Jacob Engelberg (KCL) - 2018-19 Students
jacob.engelberg@kcl.ac.uk

Cinematic Figurations of Bisexual Transgression

My research makes a bisexual theoretical intervention in queer approaches to film by tracing and theorising cinematic figurations of bisexual transgression. Cinema’s bisexual transgressors are mutable, prevalent, and persistent figures, whose appearance across diverse cinematic contexts warrants further examination. I explore how the figuration of bisexuality works across varied locations, and in cinematic genres and modes of production which are often identified or understood as transgressive themselves. The cinematic contexts I consider are: 1970s vampire film, 1980s and 1990s lesbian-feminist narrative cinema, European art cinema in the wake of HIV/AIDS, and the erotic thrillers of the 1980s and 1990s. 

The cinematic frequency of bisexual figuration alongside a tendency towards social transgression reveals transgression to be a germane analytic through which to understand bisexuality on film. In deploying figuration as a framework, this project emphasises how the films under analysis are formally structured, the historical milieux from which they emerge, and the epistemic fields in which they operate. While theories of bisexuality have not always been prioritised in film studies, I argue that by putting these traditions in conversation, the two can productively complicate one another. The critical deployment of transgressive bisexuality’s inherent multiplicity allows for the formulation of film analyses that are neither oppositional nor reproductive of the monosexual binary.

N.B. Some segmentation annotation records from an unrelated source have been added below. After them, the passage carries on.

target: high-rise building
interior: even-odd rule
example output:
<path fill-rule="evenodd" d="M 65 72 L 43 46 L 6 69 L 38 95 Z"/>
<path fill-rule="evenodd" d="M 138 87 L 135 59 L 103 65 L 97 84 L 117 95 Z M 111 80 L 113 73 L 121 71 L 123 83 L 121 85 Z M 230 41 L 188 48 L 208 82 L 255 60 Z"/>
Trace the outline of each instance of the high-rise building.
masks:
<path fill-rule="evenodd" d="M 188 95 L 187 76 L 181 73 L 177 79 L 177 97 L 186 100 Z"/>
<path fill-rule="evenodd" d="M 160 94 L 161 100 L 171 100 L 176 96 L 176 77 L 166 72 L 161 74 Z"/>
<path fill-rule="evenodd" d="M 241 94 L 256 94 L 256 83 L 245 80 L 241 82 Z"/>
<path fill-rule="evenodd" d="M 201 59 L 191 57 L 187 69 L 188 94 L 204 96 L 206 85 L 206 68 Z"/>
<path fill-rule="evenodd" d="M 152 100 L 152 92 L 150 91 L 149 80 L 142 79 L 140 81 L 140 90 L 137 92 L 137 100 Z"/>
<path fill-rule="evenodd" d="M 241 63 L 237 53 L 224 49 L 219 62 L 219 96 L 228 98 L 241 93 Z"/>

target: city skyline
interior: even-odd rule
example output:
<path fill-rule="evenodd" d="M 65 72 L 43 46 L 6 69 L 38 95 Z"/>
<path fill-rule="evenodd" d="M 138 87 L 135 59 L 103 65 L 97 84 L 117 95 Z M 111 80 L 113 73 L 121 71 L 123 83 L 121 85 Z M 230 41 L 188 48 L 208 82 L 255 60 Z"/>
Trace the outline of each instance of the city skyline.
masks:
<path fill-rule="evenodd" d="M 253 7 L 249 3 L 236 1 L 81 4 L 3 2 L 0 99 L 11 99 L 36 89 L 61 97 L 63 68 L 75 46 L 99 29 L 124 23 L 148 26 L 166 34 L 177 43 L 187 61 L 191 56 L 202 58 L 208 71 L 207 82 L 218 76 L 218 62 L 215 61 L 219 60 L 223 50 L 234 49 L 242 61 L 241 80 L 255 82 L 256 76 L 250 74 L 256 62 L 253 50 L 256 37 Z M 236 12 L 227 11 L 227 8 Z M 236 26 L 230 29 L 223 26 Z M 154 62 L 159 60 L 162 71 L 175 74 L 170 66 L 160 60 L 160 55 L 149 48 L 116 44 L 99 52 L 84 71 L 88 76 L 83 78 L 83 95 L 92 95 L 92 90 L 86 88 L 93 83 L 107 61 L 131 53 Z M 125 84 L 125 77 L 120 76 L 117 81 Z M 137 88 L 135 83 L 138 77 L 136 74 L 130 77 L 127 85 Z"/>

This theoretical cross-fertilisation challenges bisexual erasure in queer approaches to cinema, foregrounding how compulsory monosexuality and transgressive bisexuality are constitutive factors in sexual representability on screen.

This project thus recalibrates the relation of bisexuality to film theory and history, remedying a critical gap in queer and feminist approaches to film studies. The bisexual transgressor—a trespasser of borders, an embodiment of multiplicity, a troubling sexual figure—makes visible new theoretical frameworks through which the contingencies of cinematic figuration can be generatively expanded.